LAR and APR with Total Mesorectal Excision
  • Postoperative ileus is common, usually lasting 2–3 days and rarely requiring nasogastric decompression.
  • Colonic ileus lasting longer than 2–3 days after LAR should prompt suspicion of an anastomotic hematoma, mechanical obstruction, or peritonitis associated with an anastomotic leak.
  • Anastomotic leak is a potentially devastating complication following LAR and typically occurs 5–7 days following resection.

    • Fever, leukocytosis, ileus, and distention may be early signs of a leak.
    • Peritonitis mandates exploration with proximal diversion if a leak is discovered.
    • More subtle clinical presentations may require imaging with water-soluble contrast enema for identification.
  • Intra-abdominal abscesses from breaks in surgical technique may require intravenous antibiotics, bowel rest, and percutaneous drain placement.
  • Splenic injury can occur when mobilization of the splenic flexure is necessary to perform a tension-free anastomosis (LAR), or as necessary for the colon to be easily brought up for end colostomy (APR).
  • Ureteral injury can result from altered rectosigmoid anatomy associated with malignancy, inflammation, and neoadjuvant radiotherapy.
  • Bladder or sexual dysfunction can occur due to injury of the sympathetic or parasympathetic nerves in the pelvis.
Pearls and Tips
Transanal Excision of Tumor
  • Pin the specimen out on suture card or cardboard and deliver it to the pathologist with correct orientation.
  • Perform proctoscopy at the end of the procedure to ensure that the rectal lumen has not been sutured closed.
  • Patients are usually hospitalized overnight for observation.
  • Fever > 38.8°C is not uncommon in the immediate postoperative period, but if fever continues through the first postoperative night, blood and urine cultures as well as plain films of the chest should be ordered to evaluate for other, treatable sources of infection.
LAR and APR with Total Mesorectal Excision
  • For low rectal anastomosis, fill the pelvis with sterile saline and insufflate the rectal stump before reanastomosis with the circular stapler.

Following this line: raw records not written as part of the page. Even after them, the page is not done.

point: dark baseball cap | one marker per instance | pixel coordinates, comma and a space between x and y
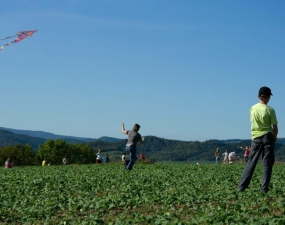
266, 91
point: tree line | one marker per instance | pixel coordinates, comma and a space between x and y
53, 151
154, 148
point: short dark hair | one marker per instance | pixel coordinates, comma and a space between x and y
136, 127
264, 91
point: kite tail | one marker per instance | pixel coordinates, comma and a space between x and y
7, 45
9, 37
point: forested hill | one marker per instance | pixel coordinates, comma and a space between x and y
7, 138
160, 149
155, 148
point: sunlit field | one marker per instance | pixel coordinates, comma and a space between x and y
150, 194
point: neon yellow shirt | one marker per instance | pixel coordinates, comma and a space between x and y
262, 117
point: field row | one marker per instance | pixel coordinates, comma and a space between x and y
150, 194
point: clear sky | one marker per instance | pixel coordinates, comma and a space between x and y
184, 70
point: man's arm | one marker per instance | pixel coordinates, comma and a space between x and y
123, 128
142, 140
275, 132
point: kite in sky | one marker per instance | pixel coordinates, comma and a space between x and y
21, 36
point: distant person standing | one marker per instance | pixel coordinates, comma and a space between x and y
124, 159
142, 157
99, 157
217, 155
225, 154
246, 153
8, 163
106, 158
264, 132
64, 161
133, 138
232, 157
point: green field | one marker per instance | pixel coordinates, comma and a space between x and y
150, 194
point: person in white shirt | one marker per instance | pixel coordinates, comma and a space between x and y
99, 157
225, 154
232, 157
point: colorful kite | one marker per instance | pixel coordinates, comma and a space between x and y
21, 36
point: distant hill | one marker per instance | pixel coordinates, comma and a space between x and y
7, 138
47, 135
156, 148
108, 139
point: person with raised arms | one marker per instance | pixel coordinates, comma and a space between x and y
131, 147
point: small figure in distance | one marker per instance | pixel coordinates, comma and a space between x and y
8, 163
217, 155
133, 138
246, 152
64, 161
225, 154
99, 157
232, 157
142, 157
264, 132
106, 158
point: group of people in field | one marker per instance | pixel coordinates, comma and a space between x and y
264, 131
231, 157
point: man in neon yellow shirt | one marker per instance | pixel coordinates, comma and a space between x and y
264, 132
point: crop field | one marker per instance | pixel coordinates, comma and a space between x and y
150, 194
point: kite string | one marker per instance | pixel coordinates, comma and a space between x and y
9, 37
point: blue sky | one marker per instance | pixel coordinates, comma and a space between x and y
185, 70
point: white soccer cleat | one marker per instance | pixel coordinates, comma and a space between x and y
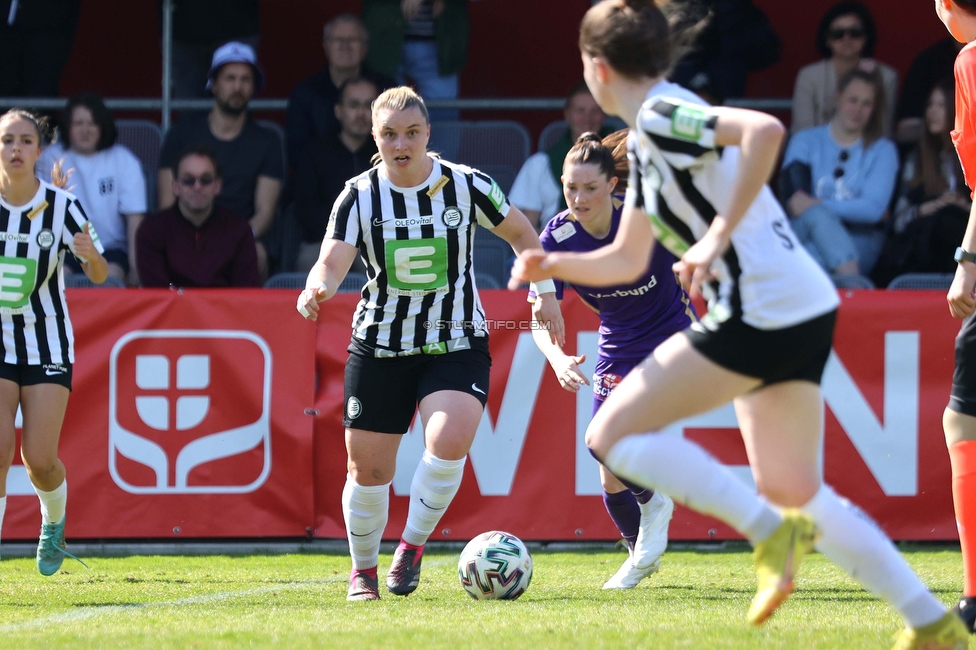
652, 538
629, 576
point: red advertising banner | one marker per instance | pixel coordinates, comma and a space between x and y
885, 388
205, 414
187, 418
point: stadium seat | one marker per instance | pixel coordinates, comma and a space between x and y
935, 281
286, 280
852, 282
144, 139
497, 148
280, 132
81, 281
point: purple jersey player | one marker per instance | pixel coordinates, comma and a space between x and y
634, 319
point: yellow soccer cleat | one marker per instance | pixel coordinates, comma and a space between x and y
777, 561
947, 633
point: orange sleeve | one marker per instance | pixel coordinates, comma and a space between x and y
964, 134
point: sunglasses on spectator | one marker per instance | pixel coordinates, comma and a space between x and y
204, 181
841, 159
838, 33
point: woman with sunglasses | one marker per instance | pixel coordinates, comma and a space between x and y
196, 243
845, 37
698, 186
838, 179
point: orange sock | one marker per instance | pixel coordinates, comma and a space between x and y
962, 457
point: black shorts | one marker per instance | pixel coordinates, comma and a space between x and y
798, 352
48, 373
962, 399
382, 394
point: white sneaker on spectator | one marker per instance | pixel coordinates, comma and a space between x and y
652, 538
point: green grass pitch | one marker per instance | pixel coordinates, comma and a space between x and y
697, 600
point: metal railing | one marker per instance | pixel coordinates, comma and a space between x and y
165, 104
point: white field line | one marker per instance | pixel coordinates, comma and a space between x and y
84, 613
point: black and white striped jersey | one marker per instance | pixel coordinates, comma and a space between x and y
33, 311
682, 180
417, 243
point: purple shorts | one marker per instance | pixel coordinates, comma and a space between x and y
607, 374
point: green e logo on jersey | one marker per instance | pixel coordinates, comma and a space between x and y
687, 123
496, 196
417, 265
17, 275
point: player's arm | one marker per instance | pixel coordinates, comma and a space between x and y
620, 262
759, 137
325, 276
519, 233
92, 263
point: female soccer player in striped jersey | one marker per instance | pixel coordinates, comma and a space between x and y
39, 224
697, 184
634, 318
419, 333
959, 419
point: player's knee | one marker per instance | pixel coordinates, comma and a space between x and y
788, 491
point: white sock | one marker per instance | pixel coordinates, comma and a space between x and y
53, 503
434, 485
365, 509
682, 470
853, 542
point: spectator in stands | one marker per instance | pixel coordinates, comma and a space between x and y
424, 41
249, 154
199, 27
312, 105
196, 243
933, 202
837, 179
736, 40
328, 162
846, 38
932, 65
36, 38
537, 191
105, 176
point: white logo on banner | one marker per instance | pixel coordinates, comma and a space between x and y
192, 373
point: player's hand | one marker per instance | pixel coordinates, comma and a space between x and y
962, 302
695, 266
308, 302
545, 310
569, 374
83, 245
531, 266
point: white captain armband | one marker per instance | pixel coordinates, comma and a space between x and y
542, 286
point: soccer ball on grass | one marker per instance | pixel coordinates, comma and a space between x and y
495, 566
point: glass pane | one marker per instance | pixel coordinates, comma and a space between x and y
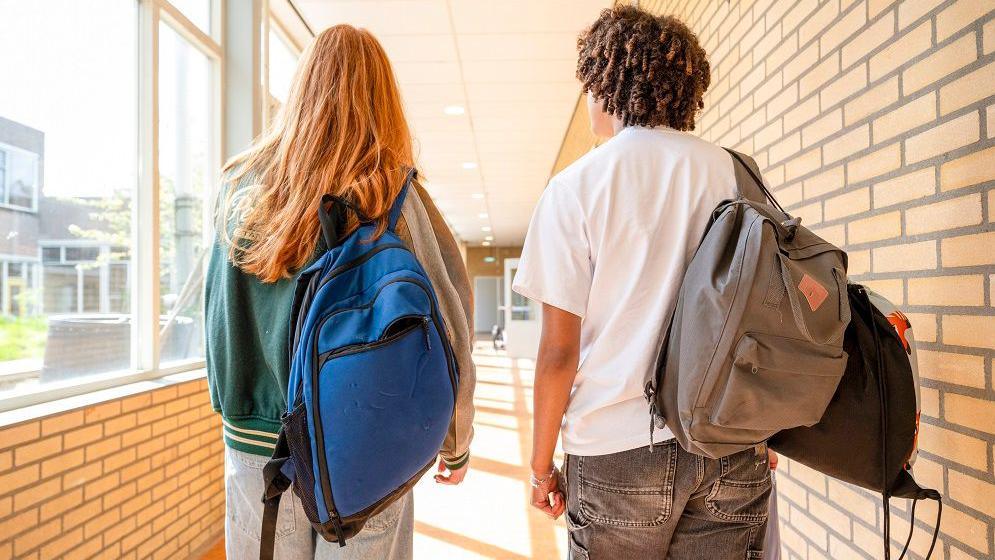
522, 308
68, 139
282, 64
51, 254
21, 178
197, 11
185, 174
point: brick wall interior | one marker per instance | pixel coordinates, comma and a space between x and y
136, 477
874, 120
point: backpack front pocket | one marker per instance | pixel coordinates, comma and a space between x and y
385, 407
776, 383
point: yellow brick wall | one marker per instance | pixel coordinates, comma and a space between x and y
135, 477
874, 120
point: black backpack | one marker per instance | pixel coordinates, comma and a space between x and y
878, 399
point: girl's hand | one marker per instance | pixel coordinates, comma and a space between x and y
548, 498
454, 477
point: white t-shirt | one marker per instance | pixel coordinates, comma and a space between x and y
610, 241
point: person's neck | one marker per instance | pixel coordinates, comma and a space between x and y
617, 126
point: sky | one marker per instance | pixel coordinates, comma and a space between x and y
69, 69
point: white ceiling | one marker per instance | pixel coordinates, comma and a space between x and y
510, 65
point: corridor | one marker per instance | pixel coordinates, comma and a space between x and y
488, 515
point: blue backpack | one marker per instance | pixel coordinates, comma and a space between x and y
372, 380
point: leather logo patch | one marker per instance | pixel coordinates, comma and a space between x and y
813, 291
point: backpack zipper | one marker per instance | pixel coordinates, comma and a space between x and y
422, 323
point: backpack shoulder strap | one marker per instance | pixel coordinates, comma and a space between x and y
748, 181
277, 477
395, 210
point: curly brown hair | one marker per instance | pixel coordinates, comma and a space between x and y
647, 70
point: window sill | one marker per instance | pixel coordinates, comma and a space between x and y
58, 406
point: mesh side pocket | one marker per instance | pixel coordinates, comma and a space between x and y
299, 442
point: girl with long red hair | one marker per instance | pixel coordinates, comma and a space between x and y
342, 132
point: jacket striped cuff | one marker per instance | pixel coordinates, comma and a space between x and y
458, 462
251, 435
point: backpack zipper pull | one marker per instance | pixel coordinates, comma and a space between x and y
428, 336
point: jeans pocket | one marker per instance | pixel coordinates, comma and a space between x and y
739, 502
629, 489
243, 497
387, 518
750, 465
577, 552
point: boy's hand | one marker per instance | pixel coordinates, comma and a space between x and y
548, 498
454, 477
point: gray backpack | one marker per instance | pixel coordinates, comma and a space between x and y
755, 344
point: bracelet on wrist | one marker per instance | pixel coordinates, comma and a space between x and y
537, 482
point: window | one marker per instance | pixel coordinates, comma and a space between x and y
103, 106
197, 11
18, 177
69, 156
186, 174
282, 64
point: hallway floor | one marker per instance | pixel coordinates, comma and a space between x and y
487, 517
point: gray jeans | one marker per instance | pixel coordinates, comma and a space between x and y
388, 535
668, 504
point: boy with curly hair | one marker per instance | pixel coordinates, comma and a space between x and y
606, 252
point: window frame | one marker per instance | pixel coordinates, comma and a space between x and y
143, 272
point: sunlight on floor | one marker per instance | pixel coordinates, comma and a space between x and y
488, 515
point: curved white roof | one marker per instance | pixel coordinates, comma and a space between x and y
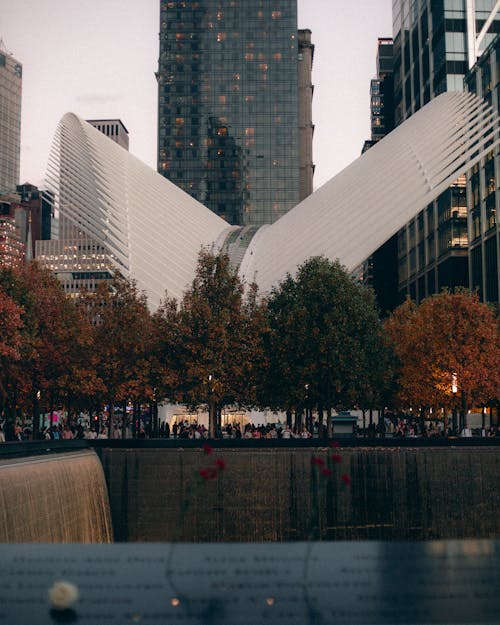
153, 231
359, 209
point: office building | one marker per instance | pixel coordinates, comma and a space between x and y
79, 261
483, 186
25, 217
112, 128
234, 106
11, 73
380, 270
435, 42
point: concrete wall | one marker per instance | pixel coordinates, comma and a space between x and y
277, 494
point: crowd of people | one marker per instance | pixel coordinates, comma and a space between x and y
394, 427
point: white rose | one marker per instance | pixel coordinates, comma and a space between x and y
62, 595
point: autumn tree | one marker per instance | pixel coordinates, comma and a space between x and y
166, 345
10, 327
10, 341
122, 343
217, 346
326, 348
55, 339
447, 347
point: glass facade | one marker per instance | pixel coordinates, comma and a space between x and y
228, 126
483, 186
10, 121
431, 57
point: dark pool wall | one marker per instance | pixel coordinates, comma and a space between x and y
278, 494
59, 498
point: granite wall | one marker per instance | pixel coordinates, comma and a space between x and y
280, 494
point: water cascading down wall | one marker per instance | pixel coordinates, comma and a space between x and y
59, 498
263, 494
279, 494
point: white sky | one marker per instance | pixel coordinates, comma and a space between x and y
97, 58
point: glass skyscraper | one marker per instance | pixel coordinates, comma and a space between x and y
432, 53
11, 72
228, 105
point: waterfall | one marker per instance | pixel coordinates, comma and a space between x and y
60, 498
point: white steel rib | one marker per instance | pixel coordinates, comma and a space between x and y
153, 231
354, 213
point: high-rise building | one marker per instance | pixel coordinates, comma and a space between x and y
234, 127
73, 255
435, 41
380, 270
112, 128
11, 72
483, 181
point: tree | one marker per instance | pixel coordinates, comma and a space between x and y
449, 345
53, 362
123, 335
10, 328
326, 341
218, 344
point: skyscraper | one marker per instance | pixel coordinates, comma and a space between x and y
484, 192
112, 128
380, 270
11, 72
435, 41
228, 105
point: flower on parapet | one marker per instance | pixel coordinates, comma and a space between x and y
220, 463
346, 479
208, 474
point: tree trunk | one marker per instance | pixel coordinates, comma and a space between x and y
212, 418
36, 414
320, 420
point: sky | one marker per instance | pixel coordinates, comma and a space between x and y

    • If a leak is identified in the linear staple line on the rectum, posterior dissection should extend posteriorly to the level of the coccyx to identify the site of leakage.
    • The circular stapler can then be brought out through the defect, a purse-string suture placed around the spike, and the purse-string suture excluded after firing the circular stapler.
  • During perineal dissection, maintain constant attention to palpation of the Foley catheter to avoid inadvertent urethral injury.

References
Chang AE, Morris AM. Colorectal Cancer. In: Mulholland MW, Lillemoe KD, Doherty GM, et al, eds. Greenfield's Surgery: Scientific Principles & Practice, 4th ed. Philadelphia, PA: Lippincott Williams & Wilkins; 2006:1103–1128.
Huang EH. Complications of Appendectomy and Colon and Rectal Surgery. In: Mulholland MW, Doherty GM, eds. Complications in Surgery. Philadelphia, PA: Lippincott Williams & Wilkins; 2006:498–522.